Exercise 2.3: Cosine and Sine Components

Spektrum von Cosinus- und Sinusanteilen

Given is the amplitude spectrum $X(f)$ of a signal $x(t)$ according to the graph.

Let $f_1 = 4\,\text{kHz}$ be the normalisation frequency.
Thus the actual frequencies of the signal components are $0\,\text{kHz}$ , $4\,\text{kHz}$ and $10\,\text{kHz}$ .

This signal $x(t)$ is at the input of a linear differentiator whose output can be represented with $\omega_1 = 2\pi f_1$ as follows:

$y(t)=\frac{1}{\omega_1}\cdot\frac{ {\rm d} x(t)}{{\rm d} t}.$

Hint:

This exercise belongs to the chapter Harmonic Oscillation.

Questions

$x(t=0)\ = \$

${\rm V}$

$T_0\ = \$

${\rm ms}$

$y(t=0)\ = \$

${\rm V}$

	$y(t)$ has the same period duration as the signal $x(t)$ .
	$Y(f)$ contains a Dirac function at the frequency $f = 0$ .
	$Y(f)$ contains a Dirac function at $+f_1$ with weight $\rm{j} · 1\,{\rm V}$ .
	$Y(f)$ contains a Dirac function at $–\hspace{-0.1cm}2.5 \cdot f_1$ with weight $5\,{\rm V}$ .

Solution

Summensignal aus Cosinus- und Sinusanteilen

(1) The time signal has the following form:

$x(t)={\rm 3V}-{\rm 2V}\cdot \cos(\omega_{\rm 1} \cdot t)+{\rm 4V} \cdot \sin(2.5 \cdot \omega_{\rm 1} \cdot t).$

Here $\omega_1 = 2\pi f_1$ denotes the angular frequency of the cosine component.
At time $t = 0$ the signal has the value $x(t=0)\hspace{0.15 cm}\underline{=1\,\rm V}$ .
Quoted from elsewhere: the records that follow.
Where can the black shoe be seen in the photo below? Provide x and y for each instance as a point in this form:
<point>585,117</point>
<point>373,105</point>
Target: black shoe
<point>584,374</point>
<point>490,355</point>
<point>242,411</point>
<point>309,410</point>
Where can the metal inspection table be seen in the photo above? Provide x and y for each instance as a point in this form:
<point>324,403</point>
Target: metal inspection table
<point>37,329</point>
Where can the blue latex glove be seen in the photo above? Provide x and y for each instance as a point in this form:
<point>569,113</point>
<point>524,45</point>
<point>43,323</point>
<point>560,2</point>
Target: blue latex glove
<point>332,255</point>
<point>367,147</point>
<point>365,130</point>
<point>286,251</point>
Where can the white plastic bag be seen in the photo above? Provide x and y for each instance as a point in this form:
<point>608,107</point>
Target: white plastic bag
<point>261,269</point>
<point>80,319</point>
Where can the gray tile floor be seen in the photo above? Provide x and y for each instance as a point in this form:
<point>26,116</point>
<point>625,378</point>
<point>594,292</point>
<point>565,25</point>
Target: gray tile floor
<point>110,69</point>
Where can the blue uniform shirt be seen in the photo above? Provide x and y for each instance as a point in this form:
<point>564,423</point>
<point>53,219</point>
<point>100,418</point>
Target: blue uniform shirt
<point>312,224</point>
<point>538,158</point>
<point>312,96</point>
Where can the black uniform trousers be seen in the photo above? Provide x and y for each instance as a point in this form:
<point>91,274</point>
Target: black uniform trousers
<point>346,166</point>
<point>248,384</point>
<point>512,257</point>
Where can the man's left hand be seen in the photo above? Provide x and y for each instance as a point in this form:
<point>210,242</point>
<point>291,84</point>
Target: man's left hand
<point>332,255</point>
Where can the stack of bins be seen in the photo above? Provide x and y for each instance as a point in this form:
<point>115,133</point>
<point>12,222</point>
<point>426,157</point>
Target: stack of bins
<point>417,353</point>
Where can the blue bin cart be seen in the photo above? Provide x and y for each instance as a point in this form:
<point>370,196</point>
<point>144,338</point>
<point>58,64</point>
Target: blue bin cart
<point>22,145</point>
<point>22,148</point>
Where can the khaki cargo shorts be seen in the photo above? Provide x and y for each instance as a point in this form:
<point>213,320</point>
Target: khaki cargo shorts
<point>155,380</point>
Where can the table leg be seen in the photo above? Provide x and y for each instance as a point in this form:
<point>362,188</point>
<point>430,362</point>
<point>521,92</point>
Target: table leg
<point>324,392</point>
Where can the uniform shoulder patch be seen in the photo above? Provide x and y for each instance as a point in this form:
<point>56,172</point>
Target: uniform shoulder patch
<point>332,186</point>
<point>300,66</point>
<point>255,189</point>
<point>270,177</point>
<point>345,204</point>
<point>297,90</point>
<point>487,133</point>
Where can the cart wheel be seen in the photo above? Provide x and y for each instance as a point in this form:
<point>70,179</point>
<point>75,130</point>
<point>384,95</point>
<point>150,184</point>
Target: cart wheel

(2) The base frequency $f_0$ is the least common divisor

of $f_1 = 4{\,\rm kHz}$
and $2.5 · f_1 = 10{\,\rm kHz}$ .

From this follows $f_0 = 2{\,\rm kHz}$ ⇒ period duration $T_0 = 1/f_0 \hspace{0.1cm}\underline{= 0.5 {\,\rm ms}}$ .

Spektrum mit diskreten Anteilen

(3) The following applies to the output signal $y(t)$ of the differentiatior:

$y(t)=\frac{1}{\omega_1}\cdot\frac{ {\rm d}x(t)}{{\rm d}t}=\frac{ {\rm -2V}}{\omega_1}\cdot\omega_1 \cdot (-\sin(\omega_1 t))+\frac{\rm 4V}{\omega_1}\cdot 2.5\omega_1\cdot {\rm cos}(2.5\omega_1t).$

This leads to the solution:

$y(t)={\rm 2V}\cdot\sin(\omega_1 t)+{\rm 10V}\cdot\cos(2.5\omega_1 t).$

For $t = 0$ the value $y(t=0)\hspace{0.15cm}\underline{=10\,\rm V}$ follows.
The spectrum $Y(f)$ is shown on the right.

(4) The solutions 1 and 4 are correct:

The period duration $T_0$ is not changed by the amplitude and phase of the two components.
This means, that $T_0 = 0.5 {\,\rm ms}$ still applies.
The DC component disappears due to the differentiation.
The component $f_1$ is sinusoidal. Thus $X(f)$ has an (imaginary) Dirac at $f = f_1$ , but with a negative sign.
The cosine component with amplitude ${10\,\rm V}$ results in the two Dirac functions at $\pm 2.5 \cdot f_1$ , each with weight ${5\,\rm V}$ .